The new study shows that there may be therapeutic alternatives to caloric restriction that produce similar benefits while avoiding some of the negative side effects, which in humans can include decreased fertility and immunity.
The study focused on a molecule called AMP-activated protein kinase, or AMPK, which acts as a molecular fuel gauge to detect energy levels. It’s been known that AMPK plays important roles in all cell types, but researchers didn’t understand which of these activities were most critical to regulating longevity.
The researchers found that AMPK inhibited the activity of a protein called CRTC-1 in neurons. This process, in turn, controlled the behavior of mitochondria — the primary energy-producing organelles in cells — throughout the organism, by altering production of a neurotransmitter. The researchers were struck by the fact that altering the AMPK pathway in just a limited set of neurons was sufficient to override its effects on metabolism and longevity in other tissues. Aging was influenced more by what the animals perceived they were eating than what they actually ate.

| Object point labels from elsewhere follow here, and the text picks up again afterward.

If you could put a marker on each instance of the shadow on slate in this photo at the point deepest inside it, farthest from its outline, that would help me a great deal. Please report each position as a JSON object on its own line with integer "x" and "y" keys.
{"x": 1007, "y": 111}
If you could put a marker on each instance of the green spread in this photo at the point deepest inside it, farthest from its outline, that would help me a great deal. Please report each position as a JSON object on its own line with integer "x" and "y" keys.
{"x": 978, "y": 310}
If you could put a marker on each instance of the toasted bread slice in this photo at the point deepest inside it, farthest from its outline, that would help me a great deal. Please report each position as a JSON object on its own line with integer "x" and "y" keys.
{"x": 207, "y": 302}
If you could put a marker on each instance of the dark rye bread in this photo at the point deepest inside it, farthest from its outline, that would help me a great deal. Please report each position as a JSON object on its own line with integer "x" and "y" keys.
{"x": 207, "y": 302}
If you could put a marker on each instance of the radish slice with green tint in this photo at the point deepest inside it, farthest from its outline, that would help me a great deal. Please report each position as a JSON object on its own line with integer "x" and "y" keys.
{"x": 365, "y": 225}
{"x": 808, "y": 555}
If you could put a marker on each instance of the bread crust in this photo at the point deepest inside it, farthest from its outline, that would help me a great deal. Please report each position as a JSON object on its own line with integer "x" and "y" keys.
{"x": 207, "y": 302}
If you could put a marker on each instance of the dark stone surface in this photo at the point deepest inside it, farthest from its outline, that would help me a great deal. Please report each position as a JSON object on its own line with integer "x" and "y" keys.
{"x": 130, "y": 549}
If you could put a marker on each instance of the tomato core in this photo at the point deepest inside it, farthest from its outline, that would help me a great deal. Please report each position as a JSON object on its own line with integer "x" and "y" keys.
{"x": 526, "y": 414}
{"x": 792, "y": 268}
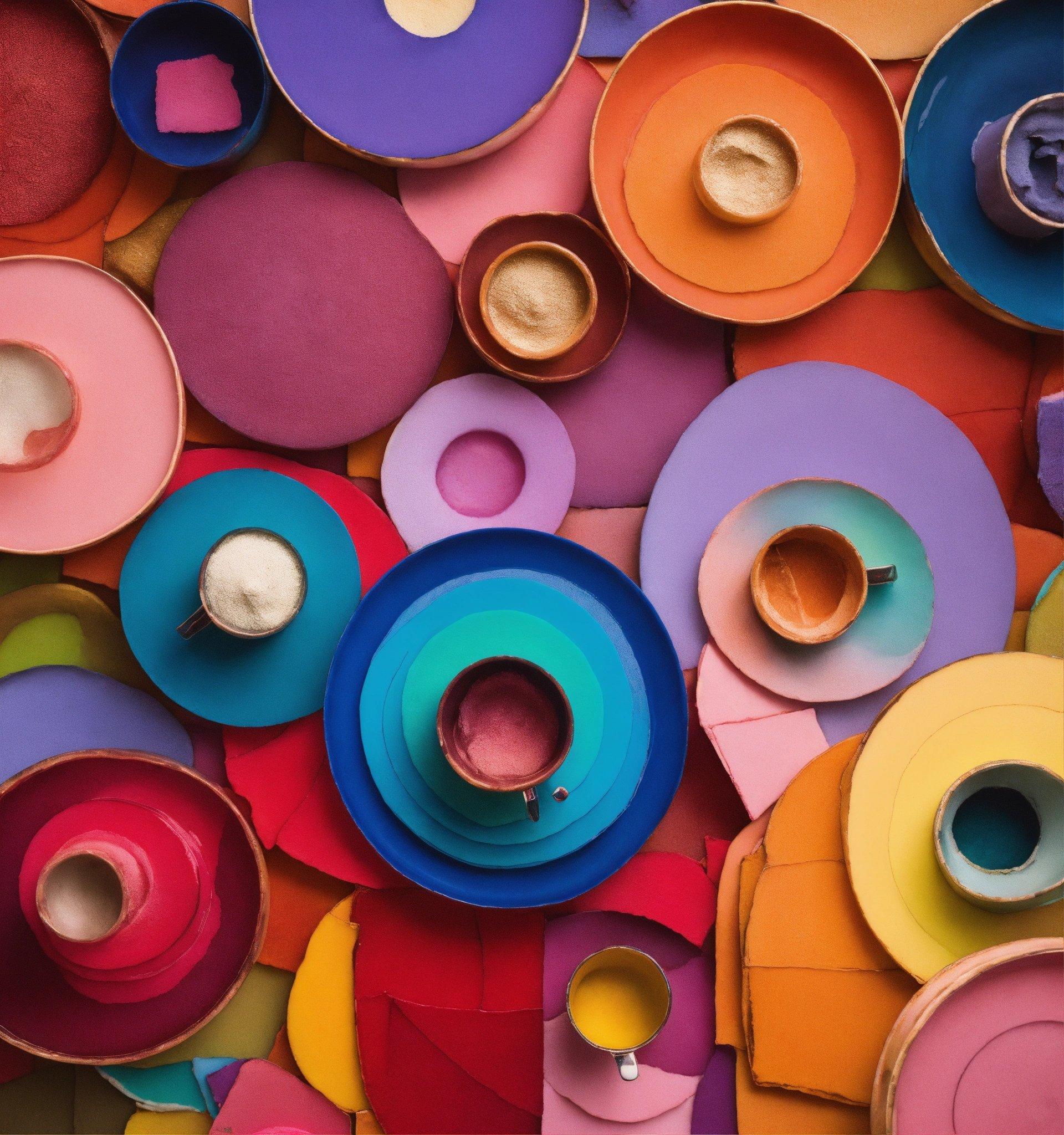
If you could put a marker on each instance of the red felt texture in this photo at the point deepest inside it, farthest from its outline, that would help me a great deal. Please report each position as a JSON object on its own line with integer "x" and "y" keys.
{"x": 668, "y": 888}
{"x": 284, "y": 773}
{"x": 416, "y": 1088}
{"x": 56, "y": 121}
{"x": 420, "y": 947}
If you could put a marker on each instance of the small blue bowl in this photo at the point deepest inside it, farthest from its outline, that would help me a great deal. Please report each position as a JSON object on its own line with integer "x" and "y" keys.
{"x": 185, "y": 30}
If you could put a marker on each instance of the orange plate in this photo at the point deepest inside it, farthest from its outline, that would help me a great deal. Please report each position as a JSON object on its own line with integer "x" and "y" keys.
{"x": 800, "y": 48}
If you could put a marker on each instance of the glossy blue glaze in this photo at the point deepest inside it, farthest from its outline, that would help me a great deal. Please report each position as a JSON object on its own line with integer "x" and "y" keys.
{"x": 990, "y": 66}
{"x": 185, "y": 30}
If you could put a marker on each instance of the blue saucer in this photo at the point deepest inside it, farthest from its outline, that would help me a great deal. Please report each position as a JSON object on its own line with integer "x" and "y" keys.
{"x": 408, "y": 587}
{"x": 989, "y": 66}
{"x": 186, "y": 30}
{"x": 225, "y": 679}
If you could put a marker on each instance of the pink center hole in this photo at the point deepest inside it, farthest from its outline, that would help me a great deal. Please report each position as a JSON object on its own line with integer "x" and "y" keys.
{"x": 480, "y": 474}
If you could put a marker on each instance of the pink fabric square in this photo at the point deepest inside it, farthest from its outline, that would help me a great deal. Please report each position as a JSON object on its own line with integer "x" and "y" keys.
{"x": 196, "y": 97}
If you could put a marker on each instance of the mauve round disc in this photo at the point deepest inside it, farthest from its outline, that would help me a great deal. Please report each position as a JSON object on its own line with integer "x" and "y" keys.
{"x": 303, "y": 306}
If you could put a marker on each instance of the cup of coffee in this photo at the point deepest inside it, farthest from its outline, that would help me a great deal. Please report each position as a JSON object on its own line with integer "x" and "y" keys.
{"x": 252, "y": 585}
{"x": 618, "y": 1000}
{"x": 1000, "y": 836}
{"x": 809, "y": 584}
{"x": 506, "y": 725}
{"x": 538, "y": 300}
{"x": 39, "y": 407}
{"x": 748, "y": 171}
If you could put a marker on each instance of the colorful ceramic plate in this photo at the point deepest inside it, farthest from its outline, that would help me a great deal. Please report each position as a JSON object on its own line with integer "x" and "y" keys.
{"x": 827, "y": 420}
{"x": 507, "y": 551}
{"x": 990, "y": 707}
{"x": 39, "y": 1010}
{"x": 132, "y": 421}
{"x": 979, "y": 1048}
{"x": 886, "y": 637}
{"x": 835, "y": 72}
{"x": 225, "y": 679}
{"x": 990, "y": 65}
{"x": 357, "y": 72}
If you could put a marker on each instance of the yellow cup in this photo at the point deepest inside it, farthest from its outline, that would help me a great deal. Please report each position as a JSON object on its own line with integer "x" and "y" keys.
{"x": 618, "y": 1000}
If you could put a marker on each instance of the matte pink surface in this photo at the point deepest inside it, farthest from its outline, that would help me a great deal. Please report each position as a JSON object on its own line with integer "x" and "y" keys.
{"x": 589, "y": 1078}
{"x": 196, "y": 97}
{"x": 626, "y": 416}
{"x": 304, "y": 308}
{"x": 544, "y": 170}
{"x": 132, "y": 407}
{"x": 267, "y": 1098}
{"x": 989, "y": 1058}
{"x": 480, "y": 474}
{"x": 410, "y": 478}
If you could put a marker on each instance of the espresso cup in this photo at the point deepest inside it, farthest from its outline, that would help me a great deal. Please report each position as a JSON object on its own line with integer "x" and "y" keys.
{"x": 618, "y": 1000}
{"x": 505, "y": 725}
{"x": 809, "y": 584}
{"x": 538, "y": 300}
{"x": 252, "y": 585}
{"x": 39, "y": 407}
{"x": 748, "y": 171}
{"x": 1000, "y": 836}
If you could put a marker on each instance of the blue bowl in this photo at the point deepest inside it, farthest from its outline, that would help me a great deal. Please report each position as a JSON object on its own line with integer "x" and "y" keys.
{"x": 184, "y": 30}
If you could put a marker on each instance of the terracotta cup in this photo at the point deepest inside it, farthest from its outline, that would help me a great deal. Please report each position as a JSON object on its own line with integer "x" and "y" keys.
{"x": 748, "y": 171}
{"x": 520, "y": 262}
{"x": 809, "y": 584}
{"x": 519, "y": 699}
{"x": 618, "y": 1000}
{"x": 204, "y": 616}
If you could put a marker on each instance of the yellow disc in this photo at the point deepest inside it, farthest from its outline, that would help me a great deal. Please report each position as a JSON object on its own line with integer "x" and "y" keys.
{"x": 321, "y": 1011}
{"x": 990, "y": 707}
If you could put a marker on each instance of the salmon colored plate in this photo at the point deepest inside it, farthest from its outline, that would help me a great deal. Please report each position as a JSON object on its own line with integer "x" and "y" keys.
{"x": 126, "y": 443}
{"x": 805, "y": 52}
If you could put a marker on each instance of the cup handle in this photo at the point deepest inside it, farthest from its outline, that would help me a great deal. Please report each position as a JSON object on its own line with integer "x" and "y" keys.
{"x": 626, "y": 1066}
{"x": 887, "y": 575}
{"x": 533, "y": 804}
{"x": 196, "y": 622}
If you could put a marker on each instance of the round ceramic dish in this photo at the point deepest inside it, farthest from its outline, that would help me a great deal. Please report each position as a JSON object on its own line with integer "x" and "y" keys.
{"x": 602, "y": 778}
{"x": 186, "y": 30}
{"x": 53, "y": 710}
{"x": 377, "y": 89}
{"x": 304, "y": 308}
{"x": 58, "y": 134}
{"x": 509, "y": 552}
{"x": 990, "y": 65}
{"x": 132, "y": 422}
{"x": 39, "y": 1010}
{"x": 886, "y": 637}
{"x": 607, "y": 268}
{"x": 979, "y": 1048}
{"x": 811, "y": 55}
{"x": 477, "y": 452}
{"x": 235, "y": 681}
{"x": 842, "y": 423}
{"x": 973, "y": 713}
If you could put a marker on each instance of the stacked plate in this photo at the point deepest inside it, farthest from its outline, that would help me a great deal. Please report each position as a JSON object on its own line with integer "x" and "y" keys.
{"x": 523, "y": 595}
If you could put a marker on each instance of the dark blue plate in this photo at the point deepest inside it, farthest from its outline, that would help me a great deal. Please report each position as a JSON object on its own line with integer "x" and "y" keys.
{"x": 990, "y": 65}
{"x": 185, "y": 30}
{"x": 494, "y": 550}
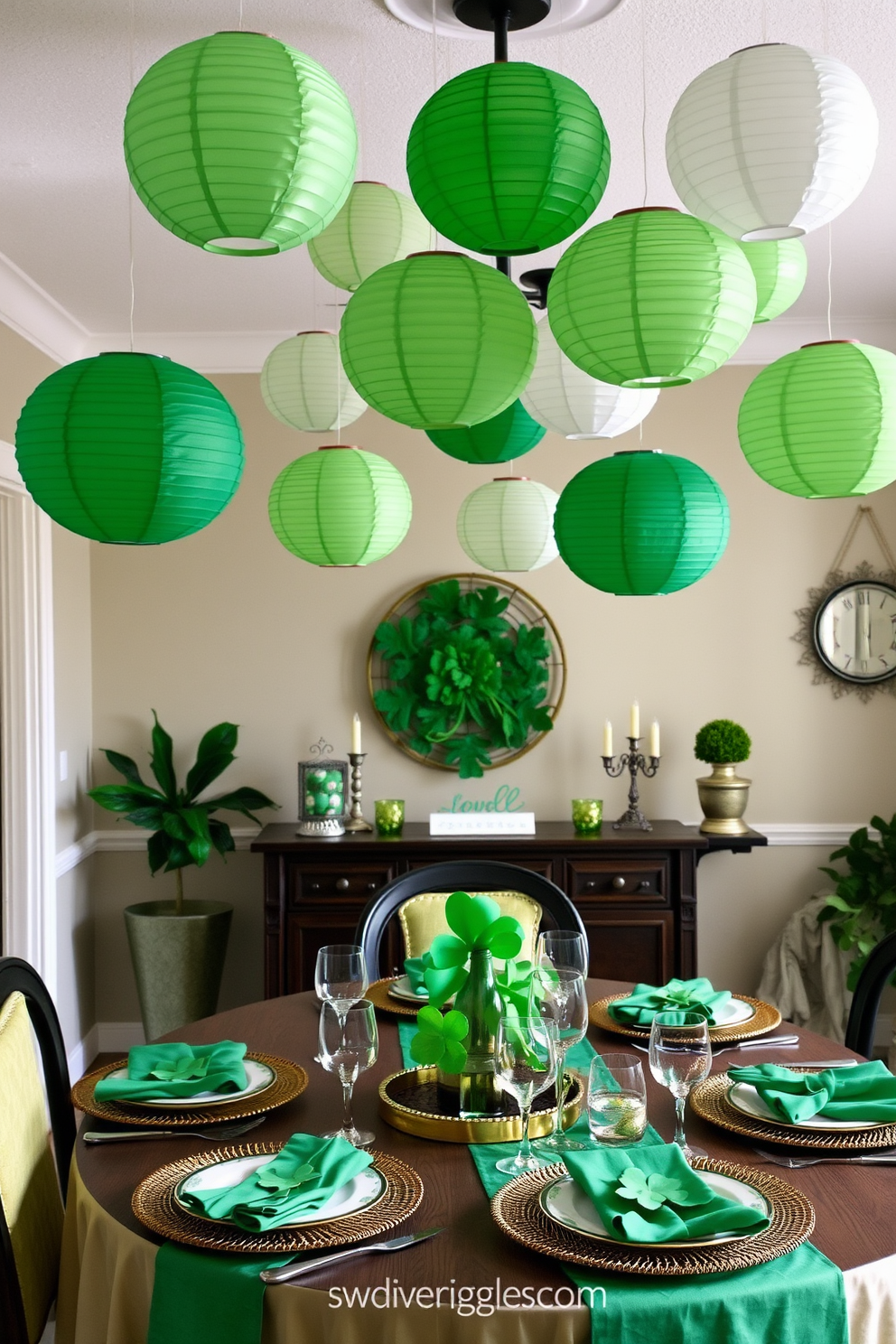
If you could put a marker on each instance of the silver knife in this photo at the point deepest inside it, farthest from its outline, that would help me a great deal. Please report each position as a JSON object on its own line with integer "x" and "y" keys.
{"x": 288, "y": 1272}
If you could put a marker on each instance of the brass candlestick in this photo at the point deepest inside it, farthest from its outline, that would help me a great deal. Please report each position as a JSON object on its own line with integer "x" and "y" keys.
{"x": 355, "y": 816}
{"x": 634, "y": 761}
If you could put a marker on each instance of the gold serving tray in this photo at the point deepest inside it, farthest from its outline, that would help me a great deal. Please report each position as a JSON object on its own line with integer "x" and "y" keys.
{"x": 154, "y": 1204}
{"x": 766, "y": 1018}
{"x": 710, "y": 1099}
{"x": 518, "y": 1211}
{"x": 289, "y": 1082}
{"x": 397, "y": 1109}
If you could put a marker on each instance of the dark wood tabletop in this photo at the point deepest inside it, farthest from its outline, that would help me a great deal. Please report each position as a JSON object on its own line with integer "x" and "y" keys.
{"x": 854, "y": 1204}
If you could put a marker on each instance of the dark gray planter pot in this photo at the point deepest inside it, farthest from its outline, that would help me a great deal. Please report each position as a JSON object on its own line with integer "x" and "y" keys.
{"x": 178, "y": 960}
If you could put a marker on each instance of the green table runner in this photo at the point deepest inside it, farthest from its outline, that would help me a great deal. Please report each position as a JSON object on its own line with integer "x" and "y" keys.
{"x": 770, "y": 1304}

The study suggests that manipulating this energy-sensing pathway can cause organisms to perceive their cells to be in a low-energy state, even if they are eating normally and energy levels are high. Drugs targeting the cells’ energy-sensors in this way could potentially address age-related diseases, including cancer and neurodegeneration, and may offer an alternative to calorie restriction.
The new finding could have significant implications for public health, given that aging is the central risk factor for the majority of complex diseases, and the disease burden of the elderly is one of the key challenges to public health in the 21st century.